Originally the drink was served in a tall glass packed with cracked ice. A teaspoon of sugar was poured over the ice and the juice of one or two limes was squeezed over the sugar. Two or three ounces of Bacardi rum completed the mixture. The glass was then frosted by stirring with a long-handled spoon. Later the Daiquirí evolved to be mixed in a shaker with the same ingredients but with shaved ice.
Papa Hemingway’s Daiquiri
Still a classic, this is also known by various aliases, including Poppa Doble or Ernest Hemingway Special. This distinctively different Daiquiri was created for Hemingway by Constantino Ribalaigua, the famed Cuban bartender at El Floridita in Havana. Living in Cuba during Prohibition, Hemingway could indulge in Havana club Silver Dry rum, and preferred his Daiquiris without sugar, cold and sour, and with a bit more rum than the traditional Daiquiri. If you prefer a lighter, sweeter version, use 2 ounces of rum and add a teaspoon of sugar.

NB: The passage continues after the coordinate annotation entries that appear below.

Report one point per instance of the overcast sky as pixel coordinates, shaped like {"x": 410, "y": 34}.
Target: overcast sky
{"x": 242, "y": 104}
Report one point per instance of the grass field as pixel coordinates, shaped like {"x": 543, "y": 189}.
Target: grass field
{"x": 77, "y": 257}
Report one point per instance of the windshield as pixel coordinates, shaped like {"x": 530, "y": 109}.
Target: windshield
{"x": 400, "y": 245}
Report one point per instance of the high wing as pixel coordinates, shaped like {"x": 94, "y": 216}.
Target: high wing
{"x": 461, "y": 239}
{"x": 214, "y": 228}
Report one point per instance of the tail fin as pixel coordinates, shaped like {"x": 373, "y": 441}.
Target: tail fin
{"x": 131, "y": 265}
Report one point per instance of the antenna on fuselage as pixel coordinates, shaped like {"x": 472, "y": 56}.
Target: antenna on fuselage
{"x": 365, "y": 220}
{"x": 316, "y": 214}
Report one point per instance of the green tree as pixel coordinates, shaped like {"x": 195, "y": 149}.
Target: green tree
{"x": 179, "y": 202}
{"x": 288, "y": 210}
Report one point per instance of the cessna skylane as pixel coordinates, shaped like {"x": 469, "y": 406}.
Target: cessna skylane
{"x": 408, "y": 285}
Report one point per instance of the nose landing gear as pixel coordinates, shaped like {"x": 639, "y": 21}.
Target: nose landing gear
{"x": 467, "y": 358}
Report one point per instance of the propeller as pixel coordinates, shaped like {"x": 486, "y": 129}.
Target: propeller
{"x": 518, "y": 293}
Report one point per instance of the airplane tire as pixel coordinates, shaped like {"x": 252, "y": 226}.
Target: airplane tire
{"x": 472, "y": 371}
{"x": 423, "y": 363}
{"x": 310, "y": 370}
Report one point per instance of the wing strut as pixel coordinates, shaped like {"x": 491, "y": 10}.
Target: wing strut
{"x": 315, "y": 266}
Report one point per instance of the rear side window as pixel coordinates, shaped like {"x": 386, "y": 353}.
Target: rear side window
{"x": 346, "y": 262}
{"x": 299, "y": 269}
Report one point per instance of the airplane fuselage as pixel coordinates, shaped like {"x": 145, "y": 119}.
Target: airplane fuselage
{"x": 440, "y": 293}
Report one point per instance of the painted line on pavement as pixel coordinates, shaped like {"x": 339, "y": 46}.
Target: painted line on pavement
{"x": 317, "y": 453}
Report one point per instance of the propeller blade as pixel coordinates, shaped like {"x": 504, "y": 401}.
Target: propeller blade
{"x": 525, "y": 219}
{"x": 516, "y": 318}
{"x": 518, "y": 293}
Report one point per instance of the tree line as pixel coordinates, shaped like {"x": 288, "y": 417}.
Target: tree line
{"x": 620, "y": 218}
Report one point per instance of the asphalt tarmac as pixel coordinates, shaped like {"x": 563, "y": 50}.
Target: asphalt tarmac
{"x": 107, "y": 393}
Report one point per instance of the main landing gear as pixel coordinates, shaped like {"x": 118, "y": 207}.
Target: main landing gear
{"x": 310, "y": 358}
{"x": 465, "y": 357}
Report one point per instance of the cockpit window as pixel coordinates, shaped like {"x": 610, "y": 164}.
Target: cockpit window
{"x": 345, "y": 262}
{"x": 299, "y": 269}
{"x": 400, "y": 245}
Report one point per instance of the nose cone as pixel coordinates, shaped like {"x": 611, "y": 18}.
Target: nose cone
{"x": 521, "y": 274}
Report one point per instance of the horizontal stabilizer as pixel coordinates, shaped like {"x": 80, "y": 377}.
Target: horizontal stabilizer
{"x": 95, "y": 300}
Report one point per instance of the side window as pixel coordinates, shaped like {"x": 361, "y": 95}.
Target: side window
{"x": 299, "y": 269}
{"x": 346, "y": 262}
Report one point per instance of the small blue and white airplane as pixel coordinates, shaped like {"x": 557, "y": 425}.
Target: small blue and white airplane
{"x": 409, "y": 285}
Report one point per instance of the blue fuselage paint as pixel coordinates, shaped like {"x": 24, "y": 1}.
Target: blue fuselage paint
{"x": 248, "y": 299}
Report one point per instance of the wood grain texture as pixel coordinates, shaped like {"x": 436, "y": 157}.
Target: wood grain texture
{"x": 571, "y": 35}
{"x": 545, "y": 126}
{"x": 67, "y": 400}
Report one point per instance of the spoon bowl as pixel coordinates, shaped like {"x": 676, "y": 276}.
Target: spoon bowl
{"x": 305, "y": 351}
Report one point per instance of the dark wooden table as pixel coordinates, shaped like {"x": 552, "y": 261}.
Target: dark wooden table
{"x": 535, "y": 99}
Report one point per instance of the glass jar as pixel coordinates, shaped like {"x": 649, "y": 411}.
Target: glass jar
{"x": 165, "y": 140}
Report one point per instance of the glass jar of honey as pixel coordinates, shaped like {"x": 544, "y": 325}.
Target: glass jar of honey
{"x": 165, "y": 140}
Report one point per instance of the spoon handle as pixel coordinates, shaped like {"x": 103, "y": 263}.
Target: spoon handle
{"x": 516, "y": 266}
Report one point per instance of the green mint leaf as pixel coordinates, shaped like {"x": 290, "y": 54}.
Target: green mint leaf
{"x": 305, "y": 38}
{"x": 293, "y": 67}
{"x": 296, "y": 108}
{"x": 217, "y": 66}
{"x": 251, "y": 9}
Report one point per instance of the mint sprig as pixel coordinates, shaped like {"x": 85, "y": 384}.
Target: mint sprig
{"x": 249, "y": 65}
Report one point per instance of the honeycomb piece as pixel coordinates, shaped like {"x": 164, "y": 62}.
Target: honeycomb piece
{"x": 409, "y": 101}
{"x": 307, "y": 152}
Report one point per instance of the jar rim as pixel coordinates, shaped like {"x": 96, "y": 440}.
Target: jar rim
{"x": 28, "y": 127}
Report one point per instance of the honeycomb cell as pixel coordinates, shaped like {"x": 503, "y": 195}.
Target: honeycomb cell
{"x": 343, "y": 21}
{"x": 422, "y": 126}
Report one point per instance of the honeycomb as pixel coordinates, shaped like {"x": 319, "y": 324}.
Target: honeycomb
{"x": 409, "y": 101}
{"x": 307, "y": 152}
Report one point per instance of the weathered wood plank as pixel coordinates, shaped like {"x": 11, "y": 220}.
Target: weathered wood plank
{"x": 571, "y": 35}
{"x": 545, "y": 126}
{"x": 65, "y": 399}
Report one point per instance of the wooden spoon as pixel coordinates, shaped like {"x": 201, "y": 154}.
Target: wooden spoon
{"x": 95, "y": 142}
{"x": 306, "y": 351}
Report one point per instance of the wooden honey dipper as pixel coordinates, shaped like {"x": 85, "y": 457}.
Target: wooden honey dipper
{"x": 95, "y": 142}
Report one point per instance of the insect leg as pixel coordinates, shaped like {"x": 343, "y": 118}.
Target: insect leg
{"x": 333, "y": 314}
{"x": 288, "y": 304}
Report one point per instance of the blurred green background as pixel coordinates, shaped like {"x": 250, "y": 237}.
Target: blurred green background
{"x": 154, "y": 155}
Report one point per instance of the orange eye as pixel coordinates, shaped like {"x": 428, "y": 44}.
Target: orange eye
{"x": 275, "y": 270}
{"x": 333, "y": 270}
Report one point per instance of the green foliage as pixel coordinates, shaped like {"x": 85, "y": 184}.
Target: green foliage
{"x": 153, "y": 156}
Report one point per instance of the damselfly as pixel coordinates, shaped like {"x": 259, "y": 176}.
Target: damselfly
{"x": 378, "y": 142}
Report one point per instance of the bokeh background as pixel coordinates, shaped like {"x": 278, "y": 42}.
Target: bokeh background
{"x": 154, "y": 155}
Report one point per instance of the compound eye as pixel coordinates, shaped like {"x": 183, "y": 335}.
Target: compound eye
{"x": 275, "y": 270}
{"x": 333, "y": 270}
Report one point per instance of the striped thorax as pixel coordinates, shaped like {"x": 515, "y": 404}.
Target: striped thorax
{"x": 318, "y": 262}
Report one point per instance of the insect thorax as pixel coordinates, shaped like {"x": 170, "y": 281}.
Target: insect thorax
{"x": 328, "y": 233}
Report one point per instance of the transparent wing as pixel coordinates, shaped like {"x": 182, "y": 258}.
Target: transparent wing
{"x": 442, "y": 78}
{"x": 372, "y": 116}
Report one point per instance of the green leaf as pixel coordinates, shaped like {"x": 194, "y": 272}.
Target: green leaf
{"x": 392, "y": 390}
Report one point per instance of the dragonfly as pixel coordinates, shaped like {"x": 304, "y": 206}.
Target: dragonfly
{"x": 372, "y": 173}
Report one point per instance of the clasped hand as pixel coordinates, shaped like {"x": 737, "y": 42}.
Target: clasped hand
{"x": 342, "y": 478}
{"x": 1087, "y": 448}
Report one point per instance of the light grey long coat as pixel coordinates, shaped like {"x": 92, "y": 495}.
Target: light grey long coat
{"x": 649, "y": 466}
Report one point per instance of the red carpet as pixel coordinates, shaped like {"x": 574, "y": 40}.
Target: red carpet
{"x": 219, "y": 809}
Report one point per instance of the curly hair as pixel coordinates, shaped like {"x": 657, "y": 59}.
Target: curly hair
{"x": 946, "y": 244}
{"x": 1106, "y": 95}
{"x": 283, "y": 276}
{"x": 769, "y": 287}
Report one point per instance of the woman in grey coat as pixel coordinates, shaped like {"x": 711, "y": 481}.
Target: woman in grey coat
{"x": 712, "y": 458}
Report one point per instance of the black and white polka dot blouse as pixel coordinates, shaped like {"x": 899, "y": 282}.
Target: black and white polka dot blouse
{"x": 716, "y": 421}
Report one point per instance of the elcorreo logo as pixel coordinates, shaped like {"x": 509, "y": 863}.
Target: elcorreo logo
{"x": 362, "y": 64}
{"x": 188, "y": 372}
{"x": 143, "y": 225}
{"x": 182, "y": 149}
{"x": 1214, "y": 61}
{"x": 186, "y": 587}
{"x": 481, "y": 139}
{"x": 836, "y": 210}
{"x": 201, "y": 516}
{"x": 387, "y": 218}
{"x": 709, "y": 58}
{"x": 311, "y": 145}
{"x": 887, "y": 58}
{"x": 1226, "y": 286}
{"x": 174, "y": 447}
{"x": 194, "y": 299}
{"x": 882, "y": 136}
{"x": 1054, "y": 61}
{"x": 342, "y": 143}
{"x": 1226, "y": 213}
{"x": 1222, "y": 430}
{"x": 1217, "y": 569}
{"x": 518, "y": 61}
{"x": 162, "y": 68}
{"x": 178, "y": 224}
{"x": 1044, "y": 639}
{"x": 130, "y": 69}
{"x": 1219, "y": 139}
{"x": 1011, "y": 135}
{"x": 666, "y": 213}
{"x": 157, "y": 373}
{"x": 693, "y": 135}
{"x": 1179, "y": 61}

3 ounces Bacardi Superior Silver *
½ ounce Luxardo Maraschino Liqueur
1½ ounces fresh grapefruit juice
¾ ounce fresh lime juice
lime wedge for garnish
Combine all ingredients but the garnish in a blender with ½ cup of ice. Blend until smooth. Pour into a chilled cocktail glass. Squeeze lime wedge over the drink, and drop it in.
Variation: La Floridita Daiquiri
2 ounces Bacardi Superior Silver *
¼ ounce Luxardo Maraschino Liqueur
1½ ounces fresh lime juice
1 teaspoon of sugar
prepare in the same manner as the Papa Hemingway Daiquiri
*I use Prichard’s Crystal Rum. Made in Kelso, Tennessee, many experts say it is the closest to Cuban rum that we can get here in the U.S.A.